Maske als Ausdruck des unmaskierten Menschen
Nicht zuletzt ist es der Theaterregisseur Peter Brook, dem sich die schönsten Ausführungen über die Maske verdanken. In einem Aufsatz erzählt er vom Umgang mit echten balinesischen Masken, den er anlässlich einer Inszenierung mit seinen Schauspielern erprobte. Der anwesende balinesische Beobachter war zunächst schockiert, als die unerfahrenen Mimen die kultischen Masken probierten, im Unklaren darüber, dass diesen eigene Kräfte innewohnen, denen sie sich im Geiste annähern und anpassen müssten, in Atem, Tempo und Rhythmus. Bis nach und nach sich ein Zusammenklang von Schauspieler und Maske entwickelte, so dass ein Spiel möglich wurde, in dem die äußerlich getragene Maske sich als Rolle ihrem eigenen inneren Selbst bildete.
Brook beschreibt auch den Prozess, genauer die Überraschung, die jeder erlebt, der sich eine Maske überstülpt und buchstäblich im Moment das Gesicht verliert: die tiefe Verunsicherung, die im weiteren jedoch frei macht, frei werden lässt für innere, andere, gewandelte Wahrheit ‒ was Sinn eben aller Masken, allen Maskenspiels in Kult, Karneval oder auf der Bühne ist. Oder, wie Brook das grundsätzliche Paradox einmal zusammenfasst: "dass die wahre Maske der Ausdruck eines unmaskierten Menschen" ist.
Das gilt bis hin zu unserer aktuellen Lage: das Gesicht verlieren, um frei zu werden, frei für neue Perspektiven, einen klareren Blick, um im besten Fall ein humaneres Gesicht zu gewinnen. Oder mit den Worten Brooks am Ende seines Essays, als kommentiere er unsere pandemische Gegenwart und die ihr fehlende metaphysische Dimension:
"Wir sind in einem solchen Repertoire gefangen, dass wir selbst dann, wenn ein Teil von uns es möchte, über eine bestimmte Grenze hinaus unsere Augen nicht öffnen, unsere Brauen nicht runzeln und unsere Münder und Wangen nicht bewegen können. Und auf einmal haben wir die Fähigkeit, es zu tun: wir öffnen unsere Augen weiter und heben unsere Brauen höher, als wir das je zuvor getan haben ..."
... und, so können wir ergänzen, als die Herren Ekman, Darwin oder Lavater es je zu beschreiben vermocht hätten.
Chance für eine neue menschengerechtere "Normalität"
Eben diese Chance haben wir auch heute. Die Rückkehr zur sogenannten "Normalität" sollte via Masken und Distanzerfahrung eine andere bewusstere menschengerechtere "Normalität" schaffen, nicht ein Weitermachen wie bisher respektive wie vorher.
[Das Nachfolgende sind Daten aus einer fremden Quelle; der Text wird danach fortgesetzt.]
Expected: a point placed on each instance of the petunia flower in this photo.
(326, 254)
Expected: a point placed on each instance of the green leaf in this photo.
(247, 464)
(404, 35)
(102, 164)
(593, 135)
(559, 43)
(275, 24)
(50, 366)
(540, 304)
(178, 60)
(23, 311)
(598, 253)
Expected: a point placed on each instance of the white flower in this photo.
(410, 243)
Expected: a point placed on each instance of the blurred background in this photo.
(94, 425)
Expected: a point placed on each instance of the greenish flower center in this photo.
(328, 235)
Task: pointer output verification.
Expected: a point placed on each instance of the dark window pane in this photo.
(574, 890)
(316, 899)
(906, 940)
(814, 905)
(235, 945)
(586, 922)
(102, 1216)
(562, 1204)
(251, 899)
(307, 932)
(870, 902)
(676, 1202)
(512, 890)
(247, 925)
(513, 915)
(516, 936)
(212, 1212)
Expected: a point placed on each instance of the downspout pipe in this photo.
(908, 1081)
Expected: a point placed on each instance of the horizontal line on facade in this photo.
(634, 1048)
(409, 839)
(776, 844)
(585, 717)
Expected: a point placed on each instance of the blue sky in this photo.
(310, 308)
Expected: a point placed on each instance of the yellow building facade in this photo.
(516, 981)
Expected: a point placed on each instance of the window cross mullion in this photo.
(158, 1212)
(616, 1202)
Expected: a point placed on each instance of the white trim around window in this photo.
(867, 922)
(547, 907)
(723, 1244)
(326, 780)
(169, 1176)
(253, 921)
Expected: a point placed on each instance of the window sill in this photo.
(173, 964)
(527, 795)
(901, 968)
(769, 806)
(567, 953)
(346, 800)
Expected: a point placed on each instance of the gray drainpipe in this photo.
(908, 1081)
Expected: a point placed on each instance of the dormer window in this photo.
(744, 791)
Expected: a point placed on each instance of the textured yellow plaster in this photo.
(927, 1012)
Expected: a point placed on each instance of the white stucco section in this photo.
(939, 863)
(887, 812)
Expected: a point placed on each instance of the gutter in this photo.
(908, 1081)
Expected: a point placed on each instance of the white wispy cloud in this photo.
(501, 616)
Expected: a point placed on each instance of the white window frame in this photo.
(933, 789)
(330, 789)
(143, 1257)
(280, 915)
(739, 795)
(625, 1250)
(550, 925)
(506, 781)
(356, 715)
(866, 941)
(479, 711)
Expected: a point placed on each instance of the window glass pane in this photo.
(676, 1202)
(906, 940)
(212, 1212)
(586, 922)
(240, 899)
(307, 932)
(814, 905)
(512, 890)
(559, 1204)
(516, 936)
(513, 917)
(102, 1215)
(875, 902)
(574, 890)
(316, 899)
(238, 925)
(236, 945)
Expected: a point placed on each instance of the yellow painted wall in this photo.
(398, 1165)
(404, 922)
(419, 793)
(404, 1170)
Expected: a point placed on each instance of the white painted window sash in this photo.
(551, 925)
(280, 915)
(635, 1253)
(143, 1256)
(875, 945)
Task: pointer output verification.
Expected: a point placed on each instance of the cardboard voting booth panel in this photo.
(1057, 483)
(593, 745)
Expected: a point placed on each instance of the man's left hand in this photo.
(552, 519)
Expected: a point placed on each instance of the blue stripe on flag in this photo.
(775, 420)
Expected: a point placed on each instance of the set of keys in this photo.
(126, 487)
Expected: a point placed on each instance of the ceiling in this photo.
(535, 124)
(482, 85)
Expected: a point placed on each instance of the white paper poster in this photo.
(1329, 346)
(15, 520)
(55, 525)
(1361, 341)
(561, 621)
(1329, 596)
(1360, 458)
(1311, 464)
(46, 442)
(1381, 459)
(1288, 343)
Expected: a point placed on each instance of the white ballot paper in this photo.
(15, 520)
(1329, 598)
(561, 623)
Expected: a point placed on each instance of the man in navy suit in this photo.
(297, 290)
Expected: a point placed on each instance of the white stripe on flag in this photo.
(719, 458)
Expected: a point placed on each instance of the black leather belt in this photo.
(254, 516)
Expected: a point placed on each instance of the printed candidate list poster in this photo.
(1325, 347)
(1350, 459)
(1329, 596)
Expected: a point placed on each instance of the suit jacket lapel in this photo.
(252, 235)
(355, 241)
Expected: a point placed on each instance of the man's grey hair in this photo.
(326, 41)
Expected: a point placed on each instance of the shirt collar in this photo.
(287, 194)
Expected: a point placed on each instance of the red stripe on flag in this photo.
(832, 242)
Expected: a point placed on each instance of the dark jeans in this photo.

Es war der Philosoph Emmanuel Lévinas, der aus dem Anblick des Anderen, seinem 'Antlitz' ‒ französisch 'visage' im Unterschied zu 'face' ‒ auf die ethische Verantwortung schloss, zu der wir Menschenwesen durch die schlichte Tatsache des Anderen aufgerufen sind. Wir selber sehen uns nicht, nur im Spiegel erhalten wir ein seitenverkehrtes Bild von uns selbst und werden uns unserer selbst bewusst.
Dieses Bild ist immer auch Maske. Im Anderen aber, vor allem in seinen Augen, sehen, spiegeln wir uns. Die Ethik, die uns derzeit das Masketragen auferlegt, entspricht genau jener Ethik von Lévinas, die jenseits aller Evolutionstheorie eine Ethik der Verantwortung für den Anderen ist ‒ die sich ergibt allein aus der Tatsache des Anderen, des fremden Gesichts neben uns, das derzeit weitgehend verhüllt ist. Die Augen aber lässt es frei.